The Chicago Teachers Union’s New Year’s resolution: more mediocrity

Washington Post:

If the union really cares about justice, it should focus on teaching students how to read and write.

Usually New Year’s resolutions are a chance to ditch bad habits and make a change for the better, but the Chicago’s Teachers Union (CTU) is choosing to buck that convention as they resolve to more of the same in 2026. The union posted this week on social media that its resolution is to “speak truth to power” and committed to “defending Black and brown and immigrant communities who are targeted by federal agents,” as well as “fighting back against an administration trying to dismantle the U.S. Department of Education and roll back civil rights protections.”

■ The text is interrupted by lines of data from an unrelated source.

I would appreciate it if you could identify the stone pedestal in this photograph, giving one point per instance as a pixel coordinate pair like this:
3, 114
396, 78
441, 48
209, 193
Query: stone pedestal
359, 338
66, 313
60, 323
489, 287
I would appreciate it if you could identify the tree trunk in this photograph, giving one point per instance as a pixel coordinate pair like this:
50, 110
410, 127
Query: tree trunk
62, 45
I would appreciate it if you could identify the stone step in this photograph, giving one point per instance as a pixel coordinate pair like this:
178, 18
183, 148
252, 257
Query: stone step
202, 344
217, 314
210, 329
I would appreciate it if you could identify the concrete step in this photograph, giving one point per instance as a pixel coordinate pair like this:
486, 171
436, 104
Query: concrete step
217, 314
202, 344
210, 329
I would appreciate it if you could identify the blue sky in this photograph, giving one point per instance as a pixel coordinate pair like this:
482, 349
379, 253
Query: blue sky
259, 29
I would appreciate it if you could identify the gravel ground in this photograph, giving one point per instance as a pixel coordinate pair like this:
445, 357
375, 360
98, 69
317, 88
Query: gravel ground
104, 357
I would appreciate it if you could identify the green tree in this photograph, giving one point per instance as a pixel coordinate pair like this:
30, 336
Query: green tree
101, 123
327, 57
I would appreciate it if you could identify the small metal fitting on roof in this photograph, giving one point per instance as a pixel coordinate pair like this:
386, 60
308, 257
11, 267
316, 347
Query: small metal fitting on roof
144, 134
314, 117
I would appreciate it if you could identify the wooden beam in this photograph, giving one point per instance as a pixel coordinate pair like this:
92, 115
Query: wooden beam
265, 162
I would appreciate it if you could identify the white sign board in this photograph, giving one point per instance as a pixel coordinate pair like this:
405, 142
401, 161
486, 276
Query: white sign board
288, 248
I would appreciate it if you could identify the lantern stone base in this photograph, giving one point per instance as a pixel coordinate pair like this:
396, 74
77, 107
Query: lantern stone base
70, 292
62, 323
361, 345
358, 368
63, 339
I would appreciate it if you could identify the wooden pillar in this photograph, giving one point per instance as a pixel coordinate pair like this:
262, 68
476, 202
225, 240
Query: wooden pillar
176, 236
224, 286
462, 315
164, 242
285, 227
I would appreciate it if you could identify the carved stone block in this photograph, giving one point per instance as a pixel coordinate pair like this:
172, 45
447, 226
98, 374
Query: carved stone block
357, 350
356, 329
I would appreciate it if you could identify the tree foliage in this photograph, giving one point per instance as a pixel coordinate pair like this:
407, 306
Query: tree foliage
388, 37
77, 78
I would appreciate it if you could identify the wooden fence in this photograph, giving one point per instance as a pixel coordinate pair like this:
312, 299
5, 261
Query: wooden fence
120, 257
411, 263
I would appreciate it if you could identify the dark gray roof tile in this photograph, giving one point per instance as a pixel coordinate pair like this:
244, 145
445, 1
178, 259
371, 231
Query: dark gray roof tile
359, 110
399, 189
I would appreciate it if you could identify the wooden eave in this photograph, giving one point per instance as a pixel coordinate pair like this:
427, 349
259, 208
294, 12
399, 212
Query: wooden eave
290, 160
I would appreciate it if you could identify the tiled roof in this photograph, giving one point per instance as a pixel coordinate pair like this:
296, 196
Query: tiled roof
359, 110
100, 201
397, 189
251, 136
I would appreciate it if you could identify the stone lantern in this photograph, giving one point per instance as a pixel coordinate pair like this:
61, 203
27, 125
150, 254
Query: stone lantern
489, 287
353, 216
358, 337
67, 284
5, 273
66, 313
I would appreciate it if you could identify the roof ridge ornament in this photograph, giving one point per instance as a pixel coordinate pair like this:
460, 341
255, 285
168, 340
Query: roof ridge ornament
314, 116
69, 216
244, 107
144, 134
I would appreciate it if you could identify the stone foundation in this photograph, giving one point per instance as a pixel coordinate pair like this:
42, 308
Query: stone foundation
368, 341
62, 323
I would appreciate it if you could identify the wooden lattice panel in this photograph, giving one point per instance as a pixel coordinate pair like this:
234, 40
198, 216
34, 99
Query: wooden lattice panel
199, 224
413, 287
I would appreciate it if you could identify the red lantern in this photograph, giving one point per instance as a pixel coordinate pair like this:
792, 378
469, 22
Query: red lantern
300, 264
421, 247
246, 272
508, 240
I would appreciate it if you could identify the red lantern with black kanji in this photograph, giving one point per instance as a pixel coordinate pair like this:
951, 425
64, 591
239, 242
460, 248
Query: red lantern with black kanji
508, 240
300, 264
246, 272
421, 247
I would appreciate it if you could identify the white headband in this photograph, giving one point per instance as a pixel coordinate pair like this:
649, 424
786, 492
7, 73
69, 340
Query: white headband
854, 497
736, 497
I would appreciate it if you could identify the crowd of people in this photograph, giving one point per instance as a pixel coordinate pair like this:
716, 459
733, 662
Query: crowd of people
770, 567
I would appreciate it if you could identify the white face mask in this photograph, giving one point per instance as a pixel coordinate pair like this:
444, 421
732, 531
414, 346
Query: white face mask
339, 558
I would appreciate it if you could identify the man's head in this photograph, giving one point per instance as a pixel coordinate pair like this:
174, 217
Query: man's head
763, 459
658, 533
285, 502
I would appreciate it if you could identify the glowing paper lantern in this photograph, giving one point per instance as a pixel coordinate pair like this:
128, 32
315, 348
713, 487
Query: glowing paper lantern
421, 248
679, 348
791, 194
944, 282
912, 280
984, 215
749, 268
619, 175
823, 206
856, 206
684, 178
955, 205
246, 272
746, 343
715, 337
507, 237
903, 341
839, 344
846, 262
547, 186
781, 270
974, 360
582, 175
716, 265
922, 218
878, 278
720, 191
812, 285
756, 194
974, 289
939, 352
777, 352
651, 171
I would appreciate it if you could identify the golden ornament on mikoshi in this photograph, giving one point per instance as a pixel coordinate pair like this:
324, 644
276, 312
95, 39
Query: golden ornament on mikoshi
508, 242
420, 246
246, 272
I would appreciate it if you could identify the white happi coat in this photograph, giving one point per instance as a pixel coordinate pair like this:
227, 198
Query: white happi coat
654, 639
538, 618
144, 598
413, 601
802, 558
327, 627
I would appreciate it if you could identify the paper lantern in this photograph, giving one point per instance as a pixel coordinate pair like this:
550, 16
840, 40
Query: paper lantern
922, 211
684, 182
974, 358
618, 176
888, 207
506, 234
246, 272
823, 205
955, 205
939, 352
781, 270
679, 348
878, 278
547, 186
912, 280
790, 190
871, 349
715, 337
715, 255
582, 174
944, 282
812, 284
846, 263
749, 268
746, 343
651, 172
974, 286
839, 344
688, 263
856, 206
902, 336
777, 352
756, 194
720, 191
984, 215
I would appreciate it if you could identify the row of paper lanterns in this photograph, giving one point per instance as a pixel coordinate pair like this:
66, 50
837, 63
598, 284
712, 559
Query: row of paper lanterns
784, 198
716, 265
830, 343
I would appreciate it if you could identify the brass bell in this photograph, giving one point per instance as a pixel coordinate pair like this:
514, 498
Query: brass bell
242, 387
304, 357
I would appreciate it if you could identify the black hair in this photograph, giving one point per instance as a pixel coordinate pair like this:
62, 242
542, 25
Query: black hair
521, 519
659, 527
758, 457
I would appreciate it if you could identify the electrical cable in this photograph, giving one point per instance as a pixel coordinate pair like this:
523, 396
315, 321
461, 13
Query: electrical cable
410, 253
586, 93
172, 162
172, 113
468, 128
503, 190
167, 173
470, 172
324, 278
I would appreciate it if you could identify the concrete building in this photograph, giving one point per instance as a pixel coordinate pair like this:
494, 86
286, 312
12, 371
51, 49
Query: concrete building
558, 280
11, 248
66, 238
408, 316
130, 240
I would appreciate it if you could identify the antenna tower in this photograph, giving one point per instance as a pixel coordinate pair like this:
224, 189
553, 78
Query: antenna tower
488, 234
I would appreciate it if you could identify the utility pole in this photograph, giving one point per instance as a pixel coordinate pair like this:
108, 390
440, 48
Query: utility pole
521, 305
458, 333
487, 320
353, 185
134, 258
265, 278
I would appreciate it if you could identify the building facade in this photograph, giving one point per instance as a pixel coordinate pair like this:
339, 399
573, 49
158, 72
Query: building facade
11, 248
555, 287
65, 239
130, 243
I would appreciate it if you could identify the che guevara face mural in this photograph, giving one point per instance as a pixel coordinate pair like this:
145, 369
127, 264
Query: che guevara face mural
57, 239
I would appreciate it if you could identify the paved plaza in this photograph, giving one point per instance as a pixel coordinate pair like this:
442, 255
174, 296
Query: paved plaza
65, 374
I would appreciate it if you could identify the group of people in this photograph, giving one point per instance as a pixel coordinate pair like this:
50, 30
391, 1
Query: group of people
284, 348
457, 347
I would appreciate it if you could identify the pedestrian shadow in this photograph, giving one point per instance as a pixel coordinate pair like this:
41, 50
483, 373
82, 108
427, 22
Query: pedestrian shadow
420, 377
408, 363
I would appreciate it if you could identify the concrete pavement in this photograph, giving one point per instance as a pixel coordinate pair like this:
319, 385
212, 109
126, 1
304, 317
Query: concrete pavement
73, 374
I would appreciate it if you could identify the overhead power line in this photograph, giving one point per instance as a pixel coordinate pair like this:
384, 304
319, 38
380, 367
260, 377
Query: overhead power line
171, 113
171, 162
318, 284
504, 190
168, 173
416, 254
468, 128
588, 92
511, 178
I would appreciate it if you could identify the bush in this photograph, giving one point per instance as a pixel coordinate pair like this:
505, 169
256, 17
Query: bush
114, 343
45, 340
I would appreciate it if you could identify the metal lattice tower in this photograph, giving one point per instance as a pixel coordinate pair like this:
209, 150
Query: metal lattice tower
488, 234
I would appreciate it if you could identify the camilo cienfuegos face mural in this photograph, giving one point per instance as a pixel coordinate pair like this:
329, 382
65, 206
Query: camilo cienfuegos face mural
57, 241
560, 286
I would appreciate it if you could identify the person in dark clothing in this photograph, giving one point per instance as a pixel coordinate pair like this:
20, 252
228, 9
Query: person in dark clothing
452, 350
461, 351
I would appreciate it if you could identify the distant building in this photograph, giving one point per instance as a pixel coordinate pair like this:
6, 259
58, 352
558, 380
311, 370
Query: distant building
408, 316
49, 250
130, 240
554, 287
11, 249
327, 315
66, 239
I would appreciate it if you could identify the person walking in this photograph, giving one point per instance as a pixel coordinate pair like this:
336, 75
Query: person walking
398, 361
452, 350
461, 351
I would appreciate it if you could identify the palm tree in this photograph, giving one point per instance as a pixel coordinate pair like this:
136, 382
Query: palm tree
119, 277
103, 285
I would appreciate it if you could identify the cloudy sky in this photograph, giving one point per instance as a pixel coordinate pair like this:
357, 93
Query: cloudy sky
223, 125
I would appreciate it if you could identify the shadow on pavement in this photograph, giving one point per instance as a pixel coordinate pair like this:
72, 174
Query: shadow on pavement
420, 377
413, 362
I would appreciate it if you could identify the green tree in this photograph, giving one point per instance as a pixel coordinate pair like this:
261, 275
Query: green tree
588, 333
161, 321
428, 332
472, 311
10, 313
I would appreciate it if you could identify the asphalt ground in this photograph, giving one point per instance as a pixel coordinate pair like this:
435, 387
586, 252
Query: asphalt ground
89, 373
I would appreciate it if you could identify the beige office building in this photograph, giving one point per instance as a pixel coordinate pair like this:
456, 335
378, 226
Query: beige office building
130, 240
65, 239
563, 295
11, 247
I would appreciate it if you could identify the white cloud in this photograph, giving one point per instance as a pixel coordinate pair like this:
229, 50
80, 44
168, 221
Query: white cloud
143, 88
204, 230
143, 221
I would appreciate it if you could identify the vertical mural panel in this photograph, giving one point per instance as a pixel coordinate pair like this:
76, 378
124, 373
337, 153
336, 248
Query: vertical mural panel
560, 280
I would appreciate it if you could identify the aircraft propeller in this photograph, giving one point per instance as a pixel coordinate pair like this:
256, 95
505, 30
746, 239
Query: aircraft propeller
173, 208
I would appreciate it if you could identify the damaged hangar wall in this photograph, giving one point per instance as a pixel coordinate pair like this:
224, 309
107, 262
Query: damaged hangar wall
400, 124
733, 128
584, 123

Those are lofty goals in a school district that can hardly teach kids to read and write. In 2025, 43 percent of Chicago’s third through eighth grade students were reading at grade level. Only 27 percent were proficient in math. Those are fundamental deficits that haunt kids into high school. In 11th grade, only 40 percent were proficient in reading and 25 percent in math on the ACT.

It’s hard to believe the union has students’ best interests at heart when its bosses continue to ignore the biggest problems. Poor test scores endure despite lower standards. Last summer, the state of Illinois lowered proficiency benchmarks on reading and math scores.

Effective instruction starts by showing up. For the fourth year in a row, chronic absenteeism among students stayed stuck near 40 percent, about 16 points higher than in 2019. Teachers are also playing hooky, with about 43 percent of educators missing 10 or more days of school, compared to 34 percent statewide. Teacher absences are a top predictor of student success.